Chadwick v. People, 108 Ill. App. 620 (1903)

April 30, 1903 · Illinois Appellate Court
108 Ill. App. 620

John H. Chadwick et al. v. People of the State of Illinois, for Use, etc.

1. Officers—Duty of State’s Attorney to Pay County Superintendent of Schools, Balance Over His Fees and Commissions.—It is the duty o: the state’s attorney to pay to the county superintendent of schools any balance in his hands, over his fees and commissions, on the first day of March in each year, and it is immaterial whether the County Court has approved the report and ordered the balance paid to the county superintendent or not.

Debt, on an official bond. Appeal from the Circuit Court of Douglas County; the Hon. William G. Cochran, Judge presiding.

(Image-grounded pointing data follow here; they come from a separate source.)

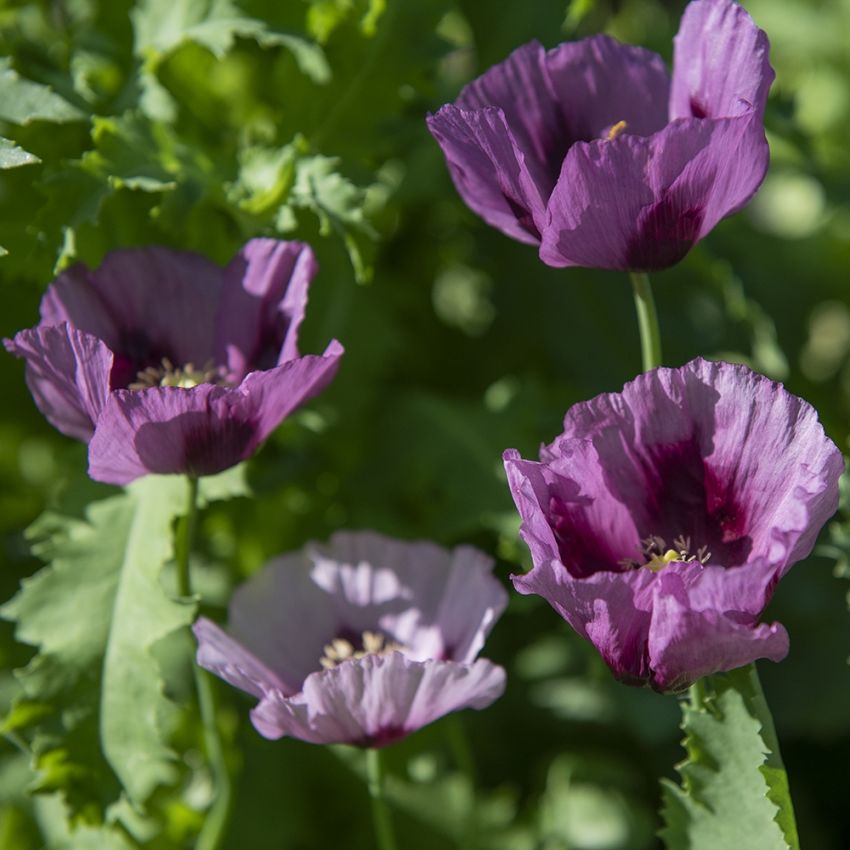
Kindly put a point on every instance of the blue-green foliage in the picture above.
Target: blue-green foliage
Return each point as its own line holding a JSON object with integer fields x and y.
{"x": 202, "y": 123}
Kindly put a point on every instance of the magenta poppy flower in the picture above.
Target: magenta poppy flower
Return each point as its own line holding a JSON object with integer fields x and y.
{"x": 592, "y": 152}
{"x": 660, "y": 521}
{"x": 166, "y": 363}
{"x": 360, "y": 641}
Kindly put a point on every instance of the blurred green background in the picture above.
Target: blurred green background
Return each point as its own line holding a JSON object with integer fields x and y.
{"x": 201, "y": 123}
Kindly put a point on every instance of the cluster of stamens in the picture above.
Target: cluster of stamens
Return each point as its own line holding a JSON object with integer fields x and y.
{"x": 656, "y": 555}
{"x": 371, "y": 643}
{"x": 169, "y": 375}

Heard in this court at the November term, 1902.

Affirmed.

Opinion filed April 30, 1903.

John H. Chadwick, attorney for appellants.

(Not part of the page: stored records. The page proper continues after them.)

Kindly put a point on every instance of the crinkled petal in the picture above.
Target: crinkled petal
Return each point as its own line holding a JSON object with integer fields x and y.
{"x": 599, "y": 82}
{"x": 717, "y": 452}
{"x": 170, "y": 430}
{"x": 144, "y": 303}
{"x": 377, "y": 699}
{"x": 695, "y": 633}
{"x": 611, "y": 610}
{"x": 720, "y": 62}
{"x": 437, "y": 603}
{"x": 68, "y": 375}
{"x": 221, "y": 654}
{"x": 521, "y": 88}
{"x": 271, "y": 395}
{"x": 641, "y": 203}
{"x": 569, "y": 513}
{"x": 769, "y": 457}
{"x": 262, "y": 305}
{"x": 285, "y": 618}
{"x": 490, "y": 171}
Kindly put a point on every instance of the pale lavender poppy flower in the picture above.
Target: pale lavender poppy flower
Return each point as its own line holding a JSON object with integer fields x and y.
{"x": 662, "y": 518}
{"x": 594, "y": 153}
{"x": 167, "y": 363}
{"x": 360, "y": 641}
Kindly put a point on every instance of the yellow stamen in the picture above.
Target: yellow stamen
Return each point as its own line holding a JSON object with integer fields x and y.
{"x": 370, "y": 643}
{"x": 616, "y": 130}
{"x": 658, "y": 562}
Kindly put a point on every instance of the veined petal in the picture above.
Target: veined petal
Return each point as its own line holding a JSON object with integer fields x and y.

Charles G. Eckhart, attorney for appellees.

Mr. Presiding Justice Wright

delivered the opinion of the court.

This was an action on the official bond of the state’s attorney of Douglas county to recover $219.06, due upon his report to the County Court March 1, 1900, and the amount not having been paid to the superintendent of schools, was held by the former officer until December 3, 1900, the expiration of his term of office, at which time the state’s attorney had earned $160.03 since his last report, which he claimed the right to deduct from the amount due upon his report March 1, 1900, and this formed the question for decision in the trial court, which, on waiver of a jury, found against appellants and gave its judgment for $219.06, disallowing the credit of subsequent earnings, from which judgment this appeal is prosecuted.

Complaint is made of the propositions of law held and refused by the court, as to the law in the decision of the case, but we find no prejudicial error in those respects, when they are all considered with reference to the point in issue, some of them doubtless being inaccurate or map*621plicable. In truth we think no other conclusion from the facts, than the one reached by the trial court, would have been proper, and where this is true, errors of the court in holding or refusing propositions of law will be harmless.

The statute, we think, makes it the duty of the state’s attorney to pay to the county superintendent of schools any balance in his hands, over his fees and commissions, on the first day of March in each year. The constitution and statutes of the state create the offices and the emoluments incident to them, and directs the application of the latter. It is not important, if such is the fact, whether the County Court approved the report and ordered the balance paid to the county superintendent or not, for the law regards that as done which ought to be done, and unless there was dispute as to the correctness of the report for the court to settle, and there was none, the law itself operated to declare the money due and payable to the superintendent; and it could not be otherwise appropriated without a violation of the plain provisions of the statute.

The judgment of the Circuit Court is right and it will be affirmed.